OMELIA DI GIOVANNI PAOLO II

Basilica di San Pietro, 29 giugno 1982

 

 1. “Benedirò il Signore in ogni tempo, / sulla mia bocca sempre la sua lode” (Sal 33 [34],1).

Con questo versetto del Salmo desidero salutare tutti i partecipanti all’Eucaristia, che celebriamo nella nostra Basilica romana nel giorno della solennità dei santi apostoli Pietro e Paolo.

Saluto te, illustre Metropolita Melitone che, come ogni anno, ci porti qui il bacio di pace del nostro fratello Dimitrios I, Arcivescovo di Costantinopoli e Patriarca Ecumenico. Saluto tutti gli Ospiti e Pellegrini.

Saluto voi, illustri Cardinali della Chiesa Romana; voi, Arcivescovi e Vescovi. Voi, sacerdoti, religiose e religiosi.

Saluto voi, Romani.

“O Roma felix, quae tantorum principum / es purpurata pretioso sanguine...”.

O Roma! Ascolta, ecco, già da oltre diciannove secoli risuona qui il comune canto: cantano insieme Pietro di Galilea e Paolo di Tarso, Principi degli Apostoli. Ciascuno ripete le parole del Salmo: “Benedirò il Signore in ogni tempo, / sulla mia bocca sempre la sua lode”.

Riprendiamo, insieme con loro, questo canto di lode e di ringraziamento, nel giorno in cui lo canta tutta la Chiesa.

2. Meditiamo ancora una volta sulle grandi opere che il Padre celeste ha compiuto nei suoi Apostoli.

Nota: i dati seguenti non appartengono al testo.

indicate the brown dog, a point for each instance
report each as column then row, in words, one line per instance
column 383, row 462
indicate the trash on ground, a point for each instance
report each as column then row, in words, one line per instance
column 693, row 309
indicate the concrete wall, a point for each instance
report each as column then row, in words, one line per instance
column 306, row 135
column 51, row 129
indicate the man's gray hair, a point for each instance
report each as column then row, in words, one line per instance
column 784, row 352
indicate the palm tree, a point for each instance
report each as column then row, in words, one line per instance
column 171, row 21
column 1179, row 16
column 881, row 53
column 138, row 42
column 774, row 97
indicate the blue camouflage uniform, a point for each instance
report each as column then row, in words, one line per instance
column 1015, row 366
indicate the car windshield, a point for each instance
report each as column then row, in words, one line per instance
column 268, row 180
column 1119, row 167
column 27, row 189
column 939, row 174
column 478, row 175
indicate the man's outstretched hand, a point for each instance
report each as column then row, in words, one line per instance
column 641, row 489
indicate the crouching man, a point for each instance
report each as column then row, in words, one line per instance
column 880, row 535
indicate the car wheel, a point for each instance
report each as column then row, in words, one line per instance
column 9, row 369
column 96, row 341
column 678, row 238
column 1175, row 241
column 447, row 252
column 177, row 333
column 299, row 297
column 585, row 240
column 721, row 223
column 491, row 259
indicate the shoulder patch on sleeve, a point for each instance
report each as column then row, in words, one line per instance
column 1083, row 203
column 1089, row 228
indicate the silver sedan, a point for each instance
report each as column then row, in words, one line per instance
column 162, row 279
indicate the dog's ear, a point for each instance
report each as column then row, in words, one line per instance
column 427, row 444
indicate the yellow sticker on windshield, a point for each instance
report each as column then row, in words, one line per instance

Nei pressi di Cesarea di Filippo Pietro sente dalle labbra di Gesù le parole: “Beato te, Simone figlio di Giona, perché né la carne né il sangue te l’hanno rivelato, ma il Padre mio che sta nei cieli” (Mt 16,17).

Pietro sente queste parole molto tempo prima di venire a Roma. Esse parlano di ciò che ha compiuto in lui il Padre celeste. Il Padre celeste gli ha permesso di professare il mistero di Cristo, Figlio dell’uomo: “Tu sei il Cristo, il Figlio del Dio vivente” (Mt 16,16).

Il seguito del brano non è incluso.